What $185 Billion Actually Buys
Finance chief Anat Ashkenazi detailed how 2026 spending will deploy across divisions. Investments target AI compute capacity for Google DeepMind, meeting “significant cloud customer demand,” strategic investments in “other bets,” and improving user experience to “drive higher advertiser ROI in Google services.”
That’s marketing language obscuring a critical reality. Alphabet acquired data center company Intersect for $4.75 billion in December, demonstrating the company’s scramble for energy infrastructure to power AI workloads. When billion-dollar acquisitions represent marginal infrastructure additions, the scale of the challenge becomes apparent.
Gemini, Alphabet’s flagship AI application, now claims 750 million monthly active users, up from 650 million last quarter. That’s impressive growth requiring massive compute capacity.

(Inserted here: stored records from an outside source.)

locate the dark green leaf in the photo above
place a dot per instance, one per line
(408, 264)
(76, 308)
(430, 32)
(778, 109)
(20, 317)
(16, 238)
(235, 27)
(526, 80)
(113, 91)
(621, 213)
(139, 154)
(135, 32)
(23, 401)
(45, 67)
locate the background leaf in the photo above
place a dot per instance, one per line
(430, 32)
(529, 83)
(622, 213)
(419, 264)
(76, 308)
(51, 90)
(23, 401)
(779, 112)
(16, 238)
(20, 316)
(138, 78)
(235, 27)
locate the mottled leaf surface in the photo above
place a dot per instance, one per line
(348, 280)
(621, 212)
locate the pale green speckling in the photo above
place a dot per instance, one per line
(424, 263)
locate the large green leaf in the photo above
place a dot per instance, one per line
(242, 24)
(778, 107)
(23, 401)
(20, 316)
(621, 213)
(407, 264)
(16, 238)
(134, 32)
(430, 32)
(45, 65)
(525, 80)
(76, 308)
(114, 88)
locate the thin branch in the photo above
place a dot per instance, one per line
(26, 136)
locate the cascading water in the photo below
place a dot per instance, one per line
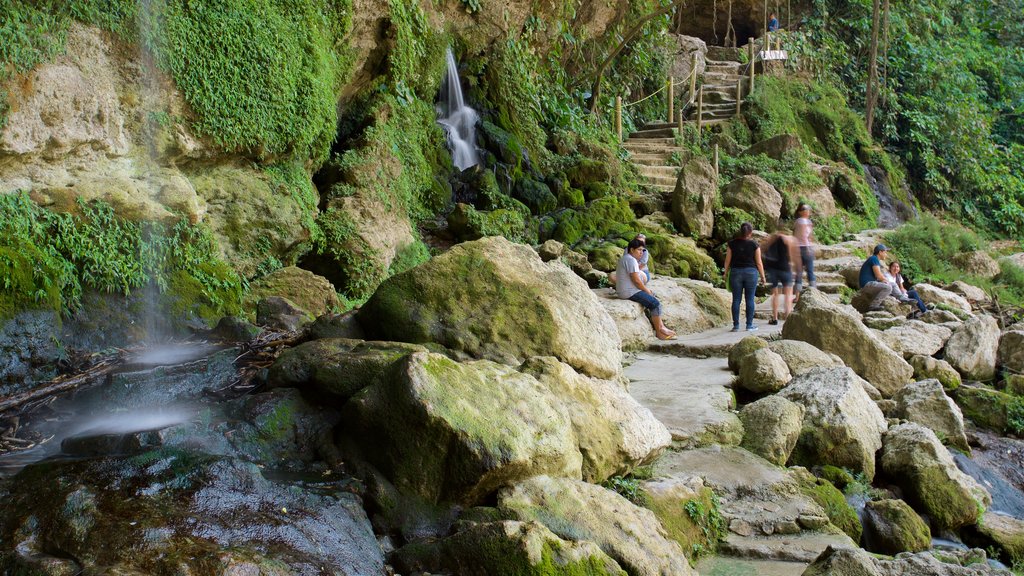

But monetization remains unclear. How many of those users generate revenue, justifying the infrastructure supporting them?
The Apple Partnership’s Hidden Cost
Alphabet’s deal overhauling Apple’s Siri virtual assistant using Gemini models sounds like a strategic victory. Pichai emphasized Apple choosing Google as its “preferred cloud provider” during the earnings call.
But consider economics, Apple negotiates from strength with multiple viable alternatives. Those partnerships typically involve revenue-sharing arrangements that compress margins. Winning prestigious partnerships at the cost of profitability creates optics without substance.
The Software Sector Contagion
Alphabet’s spending announcement didn’t just punish its own stock. The entire software sector shed 30% of value over three months as investors reassessed how long AI investments require before generating positive returns.
When the industry leader admits it can’t build infrastructure fast enough despite doubling capital expenditures, it signals systemic supply constraints that no amount of spending immediately solves. Power availability, land acquisition, and equipment manufacturing capacity all impose hard limits on deployment speed.
ServiceNow fell 7.60% on February 5. Salesforce dropped 4.76%. These companies don’t compete directly with Alphabet in infrastructure, but they suffered from a broader reassessment of AI economics. When belief systems crack, correlation overwhelms fundamentals.